Présentée en octobre 1953, la 375 America perpétue la tradition Ferrari consistant à apposer le monogramme « America » sur les voitures de route de grosse cylindrée les plus exclusives de la société.
Remplaçant la 342 America produite en série limitée, la nouvelle Ferrari de grand tourisme était équipée d’un énorme V-12 monté sur le plus long châssis que la société ait construit jusqu’alors. Connu en interne sous la désignation tipo 104, le moteur de la 375 America était un moteur classique de type Lampredi basé sur les moteurs utilisés dans les voitures de Grand Prix et de course sportive de Ferrari. D’une cylindrée de 4,5 litres et alimenté par un trio de carburateurs Weber de 40 mm, ce magnifique moteur développait 300 ch à 6 300 tr/min. Aucune autre voiture de série au monde n’offrait autant de puissance que la 375 America, et avec une vitesse de pointe revendiquée de 155 mph, ses performances étaient tout simplement exceptionnelles.
Comme les modèles précédents 342 et 340 America, la 375 America a été conçue pour plaire à une clientèle exigeante et a été construite en nombre extrêmement limité. En fait, seules 12 de ces extraordinaires automobiles ont été construites, dont deux exemplaires convertis à partir de leur 250 Europa trois litres d’origine.
La plupart ont été habillées par Pinin Farina, les quatre châssis restants étant confiés à Vignale. Le style élégant de la série de coupés de Pinin Farina a contribué à définir le « look Ferrari » traditionnel, avec son imposante calandre en forme d’ovoïde, ses proportions élégantes et ses lignes à la fois sobres et sportives.

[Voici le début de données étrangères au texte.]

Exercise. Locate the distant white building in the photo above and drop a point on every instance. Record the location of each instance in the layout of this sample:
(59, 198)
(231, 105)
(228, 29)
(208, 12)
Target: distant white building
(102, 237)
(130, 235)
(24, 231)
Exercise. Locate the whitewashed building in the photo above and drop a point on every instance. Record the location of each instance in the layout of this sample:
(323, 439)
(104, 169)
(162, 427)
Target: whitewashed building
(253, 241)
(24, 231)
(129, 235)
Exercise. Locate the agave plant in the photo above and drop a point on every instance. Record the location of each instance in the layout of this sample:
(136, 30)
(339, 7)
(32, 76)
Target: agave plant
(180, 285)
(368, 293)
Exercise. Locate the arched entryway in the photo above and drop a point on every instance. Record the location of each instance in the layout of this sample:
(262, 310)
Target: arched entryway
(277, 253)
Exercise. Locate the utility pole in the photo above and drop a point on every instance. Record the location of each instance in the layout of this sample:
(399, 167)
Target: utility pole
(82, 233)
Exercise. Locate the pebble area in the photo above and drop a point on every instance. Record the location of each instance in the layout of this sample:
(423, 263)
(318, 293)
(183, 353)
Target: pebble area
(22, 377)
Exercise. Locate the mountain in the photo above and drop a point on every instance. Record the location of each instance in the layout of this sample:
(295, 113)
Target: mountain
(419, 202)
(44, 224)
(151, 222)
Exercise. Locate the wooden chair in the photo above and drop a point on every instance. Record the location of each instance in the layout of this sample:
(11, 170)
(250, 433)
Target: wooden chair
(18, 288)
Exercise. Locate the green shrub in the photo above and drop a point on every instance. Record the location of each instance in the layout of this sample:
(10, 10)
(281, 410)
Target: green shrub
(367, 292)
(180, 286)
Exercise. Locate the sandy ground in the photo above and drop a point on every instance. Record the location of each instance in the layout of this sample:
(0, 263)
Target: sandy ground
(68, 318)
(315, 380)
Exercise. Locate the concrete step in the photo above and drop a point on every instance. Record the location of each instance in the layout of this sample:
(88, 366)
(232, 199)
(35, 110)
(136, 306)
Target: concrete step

L’intérieur était luxueusement aménagé, avec des sièges confortables pour deux personnes et un grand espace pour les bagages afin de pouvoir parcourir de longues distances.
Comme leurs prédécesseurs, ces GT coûteuses et personnalisées ont été vendues neuves aux clients les plus importants de Ferrari. Les propriétaires d’origine comprenaient le patron de Fiat Gianni Agnelli, les industriels européens Fred Lip et Giorgio Fasso, ainsi que des sportifs américains comme Tony Parravano, John Shakespeare et Robert Wilke.
La 375 America présentée ici, châssis 0293 AL, est particulièrement remarquable car il s’agit de la première de la série construite et de la voiture que Ferrari a utilisée pour présenter le modèle au prestigieux Salon de l’Automobile de Paris. Elle est motorisée par un V12 Tipo 104 de 4 522 cc développant 300 cv.
L’histoire de la 0293 AL remonte à la mi-1953, lorsque Ferrari a expédié son châssis à Pinin Farina à Turin. Avec le numéro de production 12530, les archives de Pinin Farina confirment que la 375 America était à l’origine finie en Azzurro, un bleu pâle, avec un toit Grigio (gris) et une sellerie en cuir Connolly naturel – une combinaison de couleurs de bon goût parfaitement adaptée à son design discret. Achevée par Ferrari vers la fin du mois d’août 1953, la 0293 AL est la seule 375 America carrossée par Pinin Farina qui présente le traitement distinctif de l’avant de cette voiture, caractérisé par une large bande chromée entourant l’ouverture de la calandre.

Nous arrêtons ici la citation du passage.